SDG 5. Gender Equality - Faculty Activities and Centers

RUTGERS–NEWARK

Kusum Mundra
Professor, Department of Economics

Rutgers–Newark College of Arts and Sciences
Kusum Mundra’s research interests are applied econometrics, immigration and international migration, gender and minority populations, and terrorism and conflict. Her current research includes gender pay gap in the United States among others. Her research has been published in various economic journals.


RUTGERS–NEW BRUNSWICK

Ousseina Alidou
Professor, Department of African, Middle Eastern, and South Asian Languages and Literatures

School of Arts and Sciences
Professor, Department of African American and African Studies (Rutgers–Newark)

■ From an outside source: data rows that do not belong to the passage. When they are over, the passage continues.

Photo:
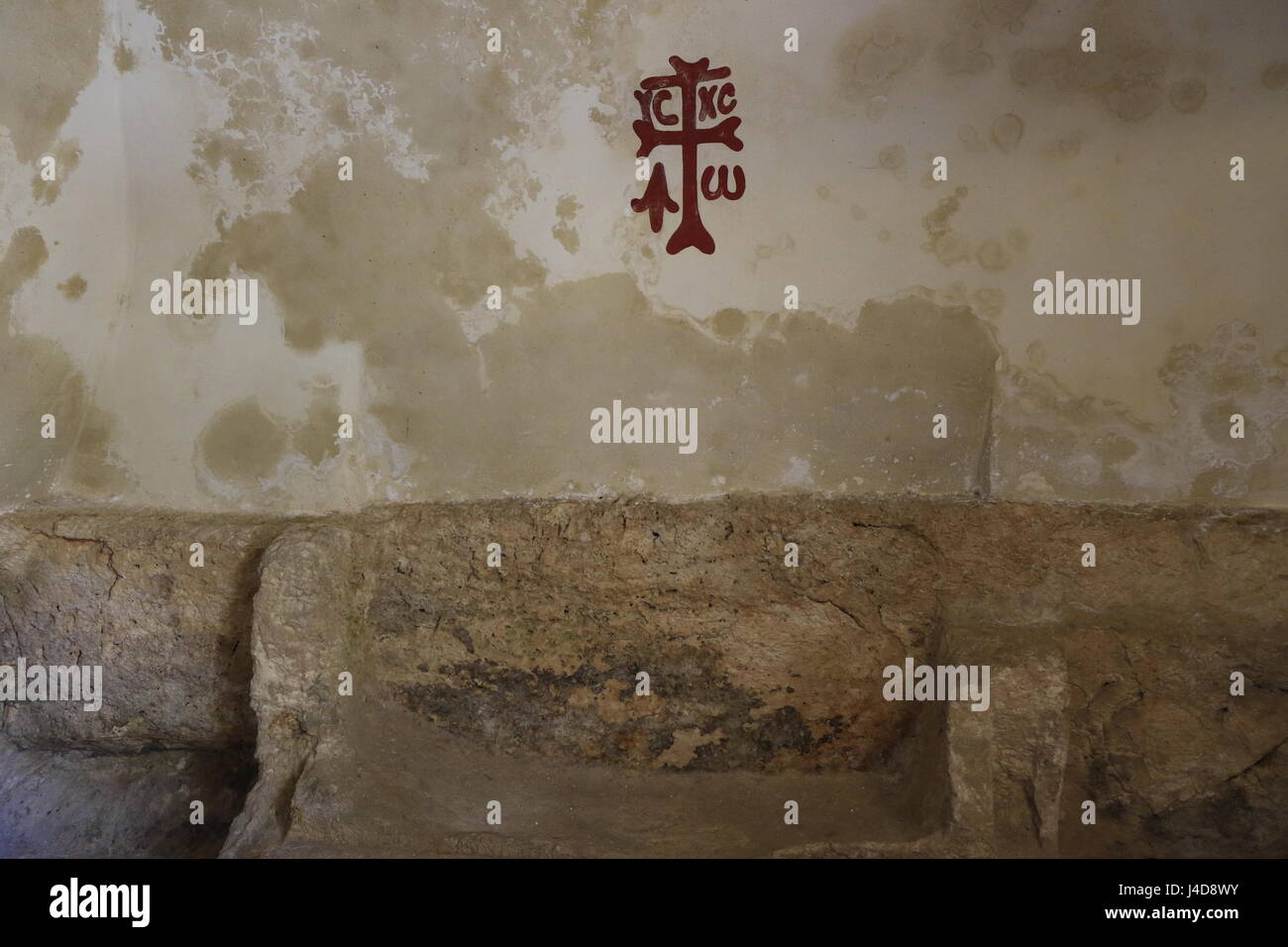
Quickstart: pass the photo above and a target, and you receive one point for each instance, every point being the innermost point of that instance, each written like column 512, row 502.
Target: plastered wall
column 515, row 169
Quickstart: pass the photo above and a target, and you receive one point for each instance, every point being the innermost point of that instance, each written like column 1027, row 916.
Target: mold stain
column 241, row 444
column 73, row 287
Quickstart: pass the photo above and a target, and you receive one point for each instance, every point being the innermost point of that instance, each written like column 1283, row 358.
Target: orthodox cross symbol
column 698, row 103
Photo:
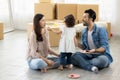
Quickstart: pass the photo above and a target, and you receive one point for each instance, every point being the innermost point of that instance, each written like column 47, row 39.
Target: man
column 94, row 53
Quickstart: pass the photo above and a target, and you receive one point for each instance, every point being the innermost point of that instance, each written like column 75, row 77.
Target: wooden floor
column 13, row 65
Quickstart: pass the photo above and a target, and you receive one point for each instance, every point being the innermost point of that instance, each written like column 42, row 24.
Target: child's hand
column 49, row 29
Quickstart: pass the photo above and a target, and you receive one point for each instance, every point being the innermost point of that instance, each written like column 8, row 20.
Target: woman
column 39, row 48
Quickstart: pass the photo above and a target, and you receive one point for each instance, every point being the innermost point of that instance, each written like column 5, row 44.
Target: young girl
column 39, row 48
column 67, row 41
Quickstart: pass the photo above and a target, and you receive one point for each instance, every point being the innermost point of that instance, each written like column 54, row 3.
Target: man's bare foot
column 44, row 70
column 60, row 67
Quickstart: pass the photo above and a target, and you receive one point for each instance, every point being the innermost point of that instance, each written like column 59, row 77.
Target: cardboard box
column 82, row 7
column 106, row 25
column 53, row 37
column 48, row 9
column 1, row 30
column 45, row 1
column 64, row 9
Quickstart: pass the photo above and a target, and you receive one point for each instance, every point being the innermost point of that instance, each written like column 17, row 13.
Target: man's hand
column 88, row 51
column 50, row 62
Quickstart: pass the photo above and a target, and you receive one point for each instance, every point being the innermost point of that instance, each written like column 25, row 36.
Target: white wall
column 109, row 11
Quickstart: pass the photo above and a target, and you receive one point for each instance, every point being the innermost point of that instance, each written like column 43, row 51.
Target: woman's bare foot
column 44, row 70
column 60, row 67
column 69, row 66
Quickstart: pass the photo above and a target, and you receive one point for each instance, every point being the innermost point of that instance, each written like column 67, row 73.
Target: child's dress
column 67, row 43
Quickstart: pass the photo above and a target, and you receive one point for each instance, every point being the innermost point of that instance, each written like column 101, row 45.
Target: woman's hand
column 88, row 51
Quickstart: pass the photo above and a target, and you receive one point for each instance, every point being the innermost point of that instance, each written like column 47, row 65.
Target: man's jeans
column 87, row 61
column 37, row 63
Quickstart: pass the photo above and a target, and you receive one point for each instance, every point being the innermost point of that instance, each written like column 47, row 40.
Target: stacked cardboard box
column 82, row 7
column 53, row 37
column 64, row 9
column 1, row 30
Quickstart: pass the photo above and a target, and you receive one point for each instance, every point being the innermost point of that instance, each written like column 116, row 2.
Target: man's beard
column 85, row 24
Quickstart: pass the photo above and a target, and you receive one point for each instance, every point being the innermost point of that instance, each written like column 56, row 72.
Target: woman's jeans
column 65, row 58
column 87, row 61
column 37, row 63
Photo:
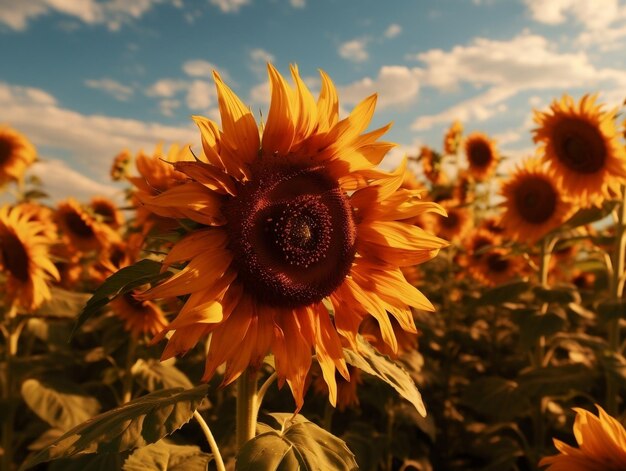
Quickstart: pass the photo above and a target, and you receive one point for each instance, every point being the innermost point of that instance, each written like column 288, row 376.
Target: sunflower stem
column 127, row 381
column 217, row 456
column 11, row 341
column 246, row 407
column 617, row 287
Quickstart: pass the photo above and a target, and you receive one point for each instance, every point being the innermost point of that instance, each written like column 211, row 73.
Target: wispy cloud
column 112, row 13
column 229, row 6
column 111, row 87
column 392, row 31
column 354, row 50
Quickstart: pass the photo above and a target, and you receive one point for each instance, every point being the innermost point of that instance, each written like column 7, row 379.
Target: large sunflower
column 581, row 143
column 482, row 156
column 601, row 445
column 16, row 154
column 533, row 204
column 289, row 219
column 24, row 259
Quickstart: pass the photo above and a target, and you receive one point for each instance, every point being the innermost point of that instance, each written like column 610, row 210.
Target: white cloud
column 354, row 50
column 111, row 87
column 200, row 95
column 603, row 20
column 112, row 13
column 92, row 140
column 393, row 30
column 395, row 85
column 501, row 66
column 477, row 109
column 229, row 6
column 61, row 181
column 166, row 88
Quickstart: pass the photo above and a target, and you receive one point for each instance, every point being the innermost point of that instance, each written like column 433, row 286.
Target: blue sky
column 85, row 79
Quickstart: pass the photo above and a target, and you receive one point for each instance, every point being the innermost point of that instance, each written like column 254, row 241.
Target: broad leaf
column 59, row 402
column 153, row 375
column 372, row 362
column 123, row 281
column 297, row 445
column 166, row 456
column 140, row 422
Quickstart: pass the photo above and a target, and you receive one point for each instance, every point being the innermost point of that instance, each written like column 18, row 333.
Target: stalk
column 246, row 407
column 617, row 288
column 219, row 462
column 11, row 340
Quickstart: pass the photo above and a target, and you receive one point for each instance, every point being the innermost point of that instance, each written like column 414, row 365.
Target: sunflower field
column 270, row 298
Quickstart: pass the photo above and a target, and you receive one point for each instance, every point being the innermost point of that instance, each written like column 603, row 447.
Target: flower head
column 601, row 445
column 16, row 154
column 533, row 204
column 289, row 219
column 25, row 259
column 482, row 156
column 580, row 142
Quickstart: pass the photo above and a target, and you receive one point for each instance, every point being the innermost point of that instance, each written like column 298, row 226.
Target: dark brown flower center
column 497, row 263
column 291, row 232
column 14, row 256
column 78, row 226
column 535, row 199
column 479, row 154
column 579, row 146
column 6, row 148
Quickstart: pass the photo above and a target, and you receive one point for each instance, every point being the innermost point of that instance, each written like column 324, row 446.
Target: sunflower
column 290, row 218
column 432, row 164
column 84, row 232
column 156, row 175
column 601, row 445
column 482, row 156
column 581, row 143
column 106, row 211
column 452, row 139
column 533, row 204
column 456, row 224
column 121, row 163
column 24, row 259
column 497, row 266
column 16, row 155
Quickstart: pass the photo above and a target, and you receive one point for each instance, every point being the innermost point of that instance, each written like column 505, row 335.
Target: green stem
column 246, row 407
column 12, row 337
column 219, row 462
column 127, row 381
column 617, row 287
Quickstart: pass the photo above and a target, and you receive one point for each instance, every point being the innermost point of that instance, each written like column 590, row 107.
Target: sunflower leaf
column 59, row 402
column 140, row 422
column 165, row 455
column 123, row 281
column 372, row 362
column 297, row 444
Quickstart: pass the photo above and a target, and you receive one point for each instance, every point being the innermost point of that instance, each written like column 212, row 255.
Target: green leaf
column 138, row 423
column 63, row 303
column 297, row 445
column 536, row 325
column 503, row 293
column 153, row 375
column 589, row 215
column 372, row 362
column 59, row 402
column 561, row 295
column 166, row 456
column 123, row 281
column 610, row 310
column 496, row 398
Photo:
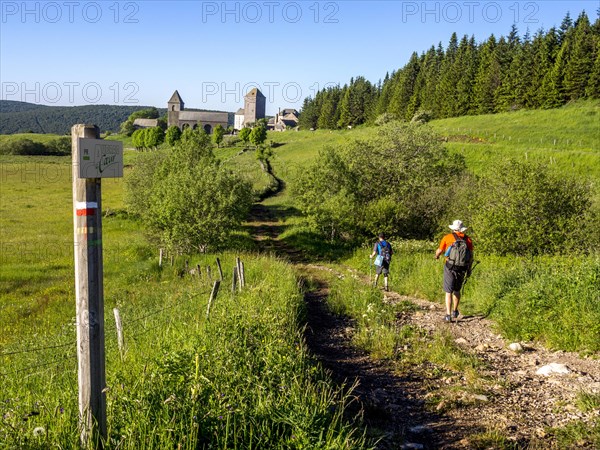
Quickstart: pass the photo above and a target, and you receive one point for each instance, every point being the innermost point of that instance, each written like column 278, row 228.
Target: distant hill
column 22, row 117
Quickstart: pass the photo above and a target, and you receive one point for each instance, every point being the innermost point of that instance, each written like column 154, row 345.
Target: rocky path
column 405, row 407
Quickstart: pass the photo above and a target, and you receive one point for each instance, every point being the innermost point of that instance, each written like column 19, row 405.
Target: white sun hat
column 457, row 225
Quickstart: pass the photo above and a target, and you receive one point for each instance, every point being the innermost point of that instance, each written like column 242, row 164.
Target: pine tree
column 329, row 110
column 488, row 78
column 549, row 52
column 565, row 28
column 578, row 68
column 399, row 105
column 446, row 88
column 503, row 56
column 593, row 87
column 385, row 95
column 466, row 71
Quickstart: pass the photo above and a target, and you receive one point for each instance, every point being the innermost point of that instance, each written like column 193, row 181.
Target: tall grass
column 552, row 299
column 240, row 379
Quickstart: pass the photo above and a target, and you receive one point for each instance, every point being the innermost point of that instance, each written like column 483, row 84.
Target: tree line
column 545, row 70
column 21, row 117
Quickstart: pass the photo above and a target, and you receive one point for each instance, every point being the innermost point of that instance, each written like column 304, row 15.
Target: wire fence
column 136, row 326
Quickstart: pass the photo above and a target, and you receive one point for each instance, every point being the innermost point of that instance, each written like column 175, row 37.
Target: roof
column 203, row 116
column 291, row 117
column 146, row 123
column 255, row 93
column 175, row 98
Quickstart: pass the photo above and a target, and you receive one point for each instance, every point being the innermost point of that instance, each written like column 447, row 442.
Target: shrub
column 172, row 135
column 524, row 209
column 395, row 183
column 185, row 198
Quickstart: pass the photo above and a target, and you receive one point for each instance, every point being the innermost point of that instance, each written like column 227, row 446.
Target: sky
column 68, row 53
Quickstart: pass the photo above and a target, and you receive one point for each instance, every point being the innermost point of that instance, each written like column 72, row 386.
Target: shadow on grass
column 315, row 247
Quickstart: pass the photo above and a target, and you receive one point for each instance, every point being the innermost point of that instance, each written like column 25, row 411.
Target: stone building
column 283, row 120
column 254, row 109
column 177, row 115
column 144, row 123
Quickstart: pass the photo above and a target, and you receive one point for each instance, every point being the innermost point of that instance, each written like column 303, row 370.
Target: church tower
column 254, row 106
column 174, row 106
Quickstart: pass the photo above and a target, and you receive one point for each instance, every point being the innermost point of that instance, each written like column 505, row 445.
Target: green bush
column 187, row 200
column 172, row 135
column 396, row 182
column 524, row 209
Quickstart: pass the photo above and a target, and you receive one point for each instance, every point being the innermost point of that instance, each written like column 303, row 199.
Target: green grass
column 552, row 299
column 241, row 379
column 566, row 138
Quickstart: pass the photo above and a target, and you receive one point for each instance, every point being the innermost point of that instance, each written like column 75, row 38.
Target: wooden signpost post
column 93, row 159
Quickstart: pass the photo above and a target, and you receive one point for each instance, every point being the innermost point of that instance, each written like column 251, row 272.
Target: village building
column 144, row 123
column 254, row 109
column 182, row 118
column 283, row 120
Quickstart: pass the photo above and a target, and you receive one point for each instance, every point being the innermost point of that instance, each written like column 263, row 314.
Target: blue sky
column 138, row 52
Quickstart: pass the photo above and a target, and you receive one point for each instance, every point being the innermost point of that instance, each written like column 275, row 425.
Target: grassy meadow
column 239, row 378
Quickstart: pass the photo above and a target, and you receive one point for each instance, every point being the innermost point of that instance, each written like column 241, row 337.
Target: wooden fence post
column 119, row 327
column 89, row 293
column 213, row 296
column 220, row 269
column 234, row 282
column 238, row 264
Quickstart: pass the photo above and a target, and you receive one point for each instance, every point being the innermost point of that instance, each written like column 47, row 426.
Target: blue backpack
column 385, row 250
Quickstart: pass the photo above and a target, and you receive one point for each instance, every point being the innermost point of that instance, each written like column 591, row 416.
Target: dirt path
column 405, row 406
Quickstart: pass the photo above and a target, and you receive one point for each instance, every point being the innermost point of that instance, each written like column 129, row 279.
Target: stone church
column 253, row 110
column 177, row 115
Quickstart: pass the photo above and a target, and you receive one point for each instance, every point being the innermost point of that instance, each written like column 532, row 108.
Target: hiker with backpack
column 383, row 250
column 458, row 249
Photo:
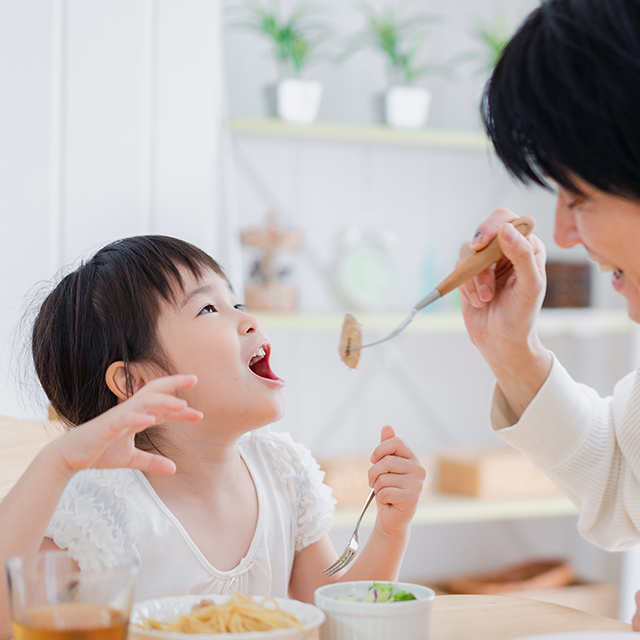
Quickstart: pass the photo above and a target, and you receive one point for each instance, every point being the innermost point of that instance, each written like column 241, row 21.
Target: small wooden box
column 494, row 473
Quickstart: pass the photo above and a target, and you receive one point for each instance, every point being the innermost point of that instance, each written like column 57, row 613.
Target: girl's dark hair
column 564, row 98
column 104, row 311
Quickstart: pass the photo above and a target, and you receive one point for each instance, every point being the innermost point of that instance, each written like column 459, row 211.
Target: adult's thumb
column 387, row 433
column 518, row 250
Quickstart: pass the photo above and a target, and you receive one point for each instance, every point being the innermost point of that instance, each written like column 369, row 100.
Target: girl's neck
column 209, row 464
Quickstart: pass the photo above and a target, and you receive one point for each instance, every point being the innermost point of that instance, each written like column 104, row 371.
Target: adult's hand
column 500, row 307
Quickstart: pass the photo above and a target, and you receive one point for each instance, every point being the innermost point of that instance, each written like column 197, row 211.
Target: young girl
column 148, row 348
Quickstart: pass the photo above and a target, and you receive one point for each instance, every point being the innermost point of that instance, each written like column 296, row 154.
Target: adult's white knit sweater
column 589, row 446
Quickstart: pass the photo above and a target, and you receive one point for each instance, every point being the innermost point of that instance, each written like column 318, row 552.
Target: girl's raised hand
column 108, row 441
column 398, row 478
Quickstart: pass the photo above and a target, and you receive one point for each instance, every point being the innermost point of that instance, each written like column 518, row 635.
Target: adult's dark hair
column 564, row 98
column 105, row 311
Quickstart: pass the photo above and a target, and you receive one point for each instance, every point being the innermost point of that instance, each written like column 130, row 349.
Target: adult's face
column 608, row 226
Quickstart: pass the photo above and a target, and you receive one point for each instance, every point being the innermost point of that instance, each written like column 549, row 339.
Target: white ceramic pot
column 349, row 620
column 407, row 107
column 299, row 100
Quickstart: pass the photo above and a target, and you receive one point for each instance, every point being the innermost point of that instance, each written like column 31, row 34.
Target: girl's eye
column 207, row 309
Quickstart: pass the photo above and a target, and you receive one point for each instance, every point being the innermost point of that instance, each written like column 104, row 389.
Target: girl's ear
column 116, row 379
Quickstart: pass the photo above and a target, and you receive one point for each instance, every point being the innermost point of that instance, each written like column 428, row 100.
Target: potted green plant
column 400, row 41
column 297, row 43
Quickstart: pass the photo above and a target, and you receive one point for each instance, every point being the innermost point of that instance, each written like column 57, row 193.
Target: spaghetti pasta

Ousseina Alidou is an African scholar and a theoretical linguist whose research focuses mainly on the study of women’s orality and literacy practices in African Muslim societies, African Muslim women’s agency and gender justice, African women’s literatures, gendered discourses of identity, and the politics of cultural production in African Muslim societies.  

Radhika Balakrishnan
Faculty Director, Center for Women’s Global Leadership
Professor, Department of Women’s and Gender Studies
School of Arts and Sciences

Radhika Balakrishnan is the chair of the Board of the U.S. Human Rights Network and on the Board of the Center for Constitutional Rights and the International Association for Feminist Economics. Balakrishnan's work focuses on gender and development, gender and the global economy, human rights and economic and social rights. Her research and advocacy work has sought to change the lens through which macroeconomic policy is interpreted and critiqued by applying international human rights norms to assess macroeconomic policy.

Charlotte Bunch
Founding Director and Senior Scholar, Center for Women’s Global Leadership
Board of Governor’s Distinguished Service Professor, Women’s and Gender Studies
School of Arts and Sciences

Charlotte Bunch’s work focuses on the application of feminist theory to public policy questions, particularly at the global level. Her current research focuses on developing an analysis and understanding of human rights that incorporates women's lives more fully and utilizes the question of violence against women as a way of exploring the parameters of their issues both theoretically and practically. Her other public policy work has focused on issues of gender and international development.


Abena Busia
Professor, Department of English
Professor and Chair, Department of Women’s and Gender Studies
School of Arts and Sciences

Abena Busia’s research interests are focused on African American and African diaspora literature, postcolonial studies, black feminisms, and cultural studies. She is co-director and co-editor of the groundbreaking Women Writing Africa Project, a multi-volume anthology; she is also associate editor of two of its volumes. Busia is also the co-editor of Theorizing Black Feminisms (1993) as well as many articles and book chapters on topics including black women's writing, black feminist criticism, and African literature.

Dorothy Hodgson  
Professor, Department of Anthropology, School of Arts and Sciences
Senior Associate Dean for Academic Affairs, School of Graduate Studies

As a historical anthropologist, Dorothy Hodgson has worked in Tanzania, East Africa, for over thirty years on such topics as gender, ethnicity, cultural politics, colonialism, nationalism, modernity, the missionary encounter, transnational organizing, and the indigenous rights movement.


Felix Muchomba
Assistant Professor
School of Social Work

Felix Muchomba’s research examines how social institutions and policies reinforce or mitigate gender inequalities. Under this research agenda, Muchomba has examined issues that are pertinent to eastern Africa and other developing societies, such as malnutrition and HIV/AIDS.

Yana Rodgers
Professor, Women’s and Gender Studies
School of Arts and Sciences
Yana Rodgers’ research focuses on examining the well-being of women and children in Indonesia. She examines the relationship between Indonesian women’s employment and the nutritional status of their children. She has published numerous articles and books related to feminist economics.